Bangladesh losing billions in tobacco revenue despite raising cigarette taxes in budget

Bangladesh losing billions in tobacco revenue despite raising cigarette taxes in budget
 
It has been almost one and a half months since the government raised cigarette prices in the national budget, but it is not raking in extra revenue because of a clever strategy taken by the tobacco companies.

They escalate their production before the budget and go on a sales spree. It is the time they pay the government all taxes, bdnews24 reports.
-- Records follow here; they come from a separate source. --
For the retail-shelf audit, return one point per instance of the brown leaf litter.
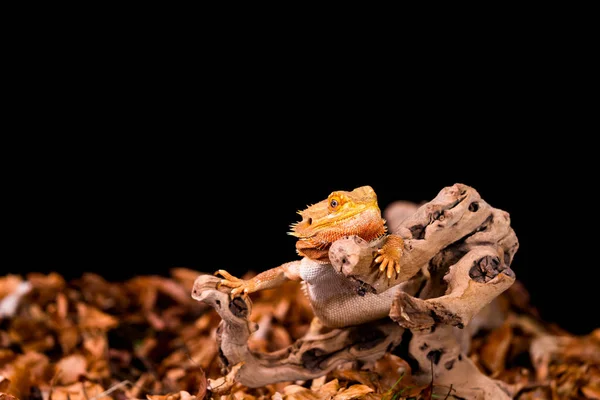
(146, 338)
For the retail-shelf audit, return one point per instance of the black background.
(208, 206)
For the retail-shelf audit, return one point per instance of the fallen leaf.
(92, 318)
(494, 351)
(591, 392)
(79, 391)
(70, 368)
(353, 392)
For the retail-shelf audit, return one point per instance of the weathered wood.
(458, 251)
(310, 357)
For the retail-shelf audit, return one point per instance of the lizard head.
(341, 214)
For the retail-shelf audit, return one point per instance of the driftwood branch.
(457, 256)
(454, 213)
(309, 357)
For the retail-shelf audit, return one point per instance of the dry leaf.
(79, 391)
(495, 349)
(92, 318)
(182, 395)
(353, 392)
(70, 368)
(591, 392)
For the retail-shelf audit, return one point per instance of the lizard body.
(331, 294)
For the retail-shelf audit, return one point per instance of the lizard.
(342, 214)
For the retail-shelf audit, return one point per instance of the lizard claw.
(389, 260)
(239, 286)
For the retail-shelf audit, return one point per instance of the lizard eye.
(334, 203)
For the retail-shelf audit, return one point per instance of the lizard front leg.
(265, 280)
(390, 254)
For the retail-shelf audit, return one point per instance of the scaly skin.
(341, 214)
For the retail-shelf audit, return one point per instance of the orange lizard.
(341, 214)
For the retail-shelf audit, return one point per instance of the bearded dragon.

But after the prices are raised, the same cigarettes are sold at higher prices, leading the government to miss out on the extra revenue for a few months.
A statistical analysis of this sector shows that the government could have earned Tk 2 billion more in one month alone.

An official at the National Board of Revenue, or NBR, said they were working to deal with the strategy of the companies.

 The official also said the Directorate of National Consumer Rights Protection, or DNCRP, was supposed to work on the issue.
The DNCRP admitted its 'responsibility' and said it could not carry out raids on cigarette companies because it was occupied with controlling the prices of essential goods.

The tobacco companies did not make comments.

HOW GOVERNMENT LOSES REVENUE

As per the law, cigarettes are a price-sensitive product. Since this type of goods sees an escalation in production and stock-up whenever the price rises, a new rate is always implemented immediately after a hike is proposed in the budget.

This means the tax and price increase of cigarettes was effective immediately after the finance minister proposed the 2024-25 budget on Jun 6. The tax was increased on all four qualities of cigarettes.

The retail price of 10 sticks of low-quality cigarettes rose to Tk 50 from Tk 45, and the subsidiary tax was increased from 58 percent to 60 percent in the budget. This pushed up the tax to 76 percent from 74 percent. The 15 percent VAT and 1 percent health surcharge remained the same as before.

For the mid-quality cigarettes, the price of 10 sticks rose to Tk 70 from Tk 67, for high-quality ones from Tk 113 to 120 and for the premium quality, the price of 10 sticks increased from Tk 150 to Tk 160. For the top three qualities, the subsidiary tax was increased from Tk 65 to Tk 66. The 15 percent VAT and 1 percent health surcharge remained the same as before.

As per the rules, the cigarette companies should put a price tag on cigarette packets higher than the price fixed by the government.
The tax will be applied to the price mentioned on the packet. But this is not happening.

In different parts of the capital, the retail price of a 20-stick packet of premium quality cigarettes Benson & Hedges and Marlboro packets remained printed at Tk 310 like it was before the budget announcement.

But retail sellers are charging Tk 324-325 for a packet.
According to the law, the retail price should be printed Tk 324 or 325 after the budget was passed. Since it was not printed, the consumers were paying extra but the government missed the extra revenue.

Earlier, the government used to get Tk 251.10 in revenue as per 81 percent tax. At the current price, the government should have Tk 265.68 in revenue but it is getting the same amount as before since the new retail price is not printed on the packet.
The retail price for a 20-stick packet of low-quality cigarettes like Derby, Hollywood and Meriss is still printed at Tk 90. The government got Tk 65.12 in revenue at a 74 percent rate.

The same packet, however, is being sold at Tk 120 after the budget.
The government should have received Tk 76 in revenue but the extra money is going to the seller, dealer or the company.
The new price fix by the government and new tax added to the previous price shows that tax for the high-quality cigarette should rise a minimum of 7.5 percent and for the mid-quality 4.5 percent.